Fears of the referendum
In their latest policy statement on 16 June 2016, the Monetary Policy Committee (MPC) of the BoE, the body responsible for setting interest rates and managing stable growth in the UK economy, stated:
“The outcome of the referendum continues to be the largest immediate risk facing UK financial markets, and possibly also global financial markets.”
Their main reasons for concern were:
- Evidence from recent behaviour of the foreign exchange market would indicate the potential for a sharp fall in the value of the pound.
- Households and firms could put off investment and consumption, ultimately causing unemployment to rise.
- Drying up of ‘capital supply’, where lenders will be less likely to lend to both businesses and individuals.
Base rate still at all time low
The base rate of interest has been at historic lows of 0.5% ever since 2009.
Even with the referendum fears in mind, the announcement that rate rises will be deferred was not unexpected. Most pundits believe there will be no rise until 2017 at the earliest.
Could the base rate go lower?
The BoE stated that in the event of a ‘leave’ vote being successful, they may have to consider adjusting interest rates for what they expect would be a low growth, high inflation economy.
This could be interpreted as either continuing ahead with the planned rise, or possibly cutting interest rates further.
Is now a good time to fix a mortgage rate?
If George Osborne is to believed, mortgages could get more expensive in the event of a leave vote.

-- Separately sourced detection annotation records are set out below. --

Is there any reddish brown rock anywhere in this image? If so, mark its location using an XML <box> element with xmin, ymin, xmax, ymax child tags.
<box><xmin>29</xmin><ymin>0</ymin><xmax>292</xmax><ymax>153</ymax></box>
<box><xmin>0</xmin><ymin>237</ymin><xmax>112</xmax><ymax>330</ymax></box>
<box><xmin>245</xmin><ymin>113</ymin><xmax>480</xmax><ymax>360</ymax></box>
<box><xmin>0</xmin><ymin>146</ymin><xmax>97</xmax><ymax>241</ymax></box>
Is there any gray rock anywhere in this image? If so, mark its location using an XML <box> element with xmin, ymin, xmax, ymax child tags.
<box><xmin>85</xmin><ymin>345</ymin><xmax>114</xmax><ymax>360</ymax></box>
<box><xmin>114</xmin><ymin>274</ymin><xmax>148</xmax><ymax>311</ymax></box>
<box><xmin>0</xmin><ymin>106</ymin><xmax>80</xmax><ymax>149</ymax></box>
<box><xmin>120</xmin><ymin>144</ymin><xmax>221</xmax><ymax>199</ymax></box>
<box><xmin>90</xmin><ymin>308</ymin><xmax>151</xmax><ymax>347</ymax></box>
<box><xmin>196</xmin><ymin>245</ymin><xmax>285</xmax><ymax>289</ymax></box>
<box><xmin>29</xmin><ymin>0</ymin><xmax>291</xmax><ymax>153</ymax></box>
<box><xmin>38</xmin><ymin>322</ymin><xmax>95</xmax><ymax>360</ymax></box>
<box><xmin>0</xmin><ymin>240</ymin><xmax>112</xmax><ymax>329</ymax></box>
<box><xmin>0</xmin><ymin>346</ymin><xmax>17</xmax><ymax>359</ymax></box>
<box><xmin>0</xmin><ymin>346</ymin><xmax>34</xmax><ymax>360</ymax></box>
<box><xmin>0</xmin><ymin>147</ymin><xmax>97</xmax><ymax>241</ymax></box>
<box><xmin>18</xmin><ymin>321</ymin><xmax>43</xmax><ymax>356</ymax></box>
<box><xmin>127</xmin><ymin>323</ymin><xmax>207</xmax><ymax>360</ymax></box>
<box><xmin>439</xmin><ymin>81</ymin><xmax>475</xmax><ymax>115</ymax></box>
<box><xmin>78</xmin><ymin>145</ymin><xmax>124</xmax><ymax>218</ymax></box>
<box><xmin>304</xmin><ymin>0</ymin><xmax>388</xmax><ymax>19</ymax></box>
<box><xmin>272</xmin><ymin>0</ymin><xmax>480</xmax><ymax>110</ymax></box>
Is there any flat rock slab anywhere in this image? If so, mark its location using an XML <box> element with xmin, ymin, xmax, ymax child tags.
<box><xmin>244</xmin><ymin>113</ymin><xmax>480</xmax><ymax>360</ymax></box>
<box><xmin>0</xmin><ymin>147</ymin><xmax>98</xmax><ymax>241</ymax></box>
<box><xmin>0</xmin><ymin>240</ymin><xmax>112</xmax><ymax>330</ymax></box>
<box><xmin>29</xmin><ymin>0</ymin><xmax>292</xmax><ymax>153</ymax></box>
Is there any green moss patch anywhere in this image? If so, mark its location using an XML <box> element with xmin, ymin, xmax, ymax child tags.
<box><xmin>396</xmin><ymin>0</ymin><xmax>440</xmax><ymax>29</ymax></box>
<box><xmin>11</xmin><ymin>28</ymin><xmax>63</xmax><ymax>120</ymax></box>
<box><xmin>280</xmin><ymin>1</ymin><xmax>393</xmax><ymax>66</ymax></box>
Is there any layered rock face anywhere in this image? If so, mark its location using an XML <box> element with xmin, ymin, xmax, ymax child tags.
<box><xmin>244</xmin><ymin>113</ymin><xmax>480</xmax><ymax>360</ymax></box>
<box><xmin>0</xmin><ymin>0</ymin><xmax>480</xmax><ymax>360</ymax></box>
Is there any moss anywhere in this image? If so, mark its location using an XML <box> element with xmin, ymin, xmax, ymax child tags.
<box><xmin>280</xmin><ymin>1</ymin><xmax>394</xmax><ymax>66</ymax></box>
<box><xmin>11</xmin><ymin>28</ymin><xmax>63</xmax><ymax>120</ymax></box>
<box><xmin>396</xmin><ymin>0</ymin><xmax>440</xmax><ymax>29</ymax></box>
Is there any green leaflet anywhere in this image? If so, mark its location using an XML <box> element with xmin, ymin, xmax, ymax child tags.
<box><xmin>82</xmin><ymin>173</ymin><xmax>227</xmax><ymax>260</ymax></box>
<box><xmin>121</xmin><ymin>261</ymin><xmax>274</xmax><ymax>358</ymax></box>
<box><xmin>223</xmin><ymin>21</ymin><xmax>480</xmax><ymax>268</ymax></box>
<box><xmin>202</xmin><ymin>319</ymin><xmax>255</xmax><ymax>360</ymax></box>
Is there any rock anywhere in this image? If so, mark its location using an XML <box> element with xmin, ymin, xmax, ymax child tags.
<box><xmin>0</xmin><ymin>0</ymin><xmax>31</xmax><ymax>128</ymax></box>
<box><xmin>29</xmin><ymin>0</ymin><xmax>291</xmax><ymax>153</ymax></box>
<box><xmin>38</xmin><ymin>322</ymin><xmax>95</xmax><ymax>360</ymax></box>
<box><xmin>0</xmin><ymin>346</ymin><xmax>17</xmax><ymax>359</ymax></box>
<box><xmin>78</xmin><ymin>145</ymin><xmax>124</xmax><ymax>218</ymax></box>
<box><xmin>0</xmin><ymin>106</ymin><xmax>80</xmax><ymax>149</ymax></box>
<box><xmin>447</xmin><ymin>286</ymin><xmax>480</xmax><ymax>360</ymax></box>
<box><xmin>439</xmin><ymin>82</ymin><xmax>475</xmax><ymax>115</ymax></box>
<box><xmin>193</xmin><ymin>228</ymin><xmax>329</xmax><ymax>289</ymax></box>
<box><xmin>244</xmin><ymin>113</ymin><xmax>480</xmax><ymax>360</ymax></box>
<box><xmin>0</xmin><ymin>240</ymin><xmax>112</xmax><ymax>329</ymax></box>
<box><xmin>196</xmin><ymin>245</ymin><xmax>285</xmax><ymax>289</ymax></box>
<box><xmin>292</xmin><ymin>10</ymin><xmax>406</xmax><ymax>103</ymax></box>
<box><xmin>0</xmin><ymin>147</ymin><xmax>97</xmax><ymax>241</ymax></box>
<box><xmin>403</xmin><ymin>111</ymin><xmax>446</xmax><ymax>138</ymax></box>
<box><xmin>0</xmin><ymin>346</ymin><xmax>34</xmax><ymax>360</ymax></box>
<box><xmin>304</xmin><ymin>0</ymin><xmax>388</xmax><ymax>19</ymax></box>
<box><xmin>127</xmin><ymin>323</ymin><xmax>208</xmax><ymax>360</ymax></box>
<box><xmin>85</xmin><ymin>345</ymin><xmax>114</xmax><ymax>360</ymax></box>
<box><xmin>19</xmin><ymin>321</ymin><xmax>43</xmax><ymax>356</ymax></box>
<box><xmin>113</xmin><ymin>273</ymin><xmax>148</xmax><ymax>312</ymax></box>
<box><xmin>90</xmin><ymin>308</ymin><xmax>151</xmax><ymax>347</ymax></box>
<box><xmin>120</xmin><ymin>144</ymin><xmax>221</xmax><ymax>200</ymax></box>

But without a crystal ball it’s impossible to say what will happen after the vote on 23 June.
Precisely when to fix a mortgage rate is always a tough call to make, but generally a good way to make a decision is to base it on your personal circumstances as much as the financial markets.
If you foresee a period of instability in your life coming up, you may appreciate having fixed costs on your mortgage for a few years.
Fixed rates cheaper than variable rates?
But it’s worth noting that right now, the market leading fixed rate deal is cheaper than the market leading discounted variable rate, which is unusual but likely a sign that banks and building societies don’t anticipate a rate rise any time soon.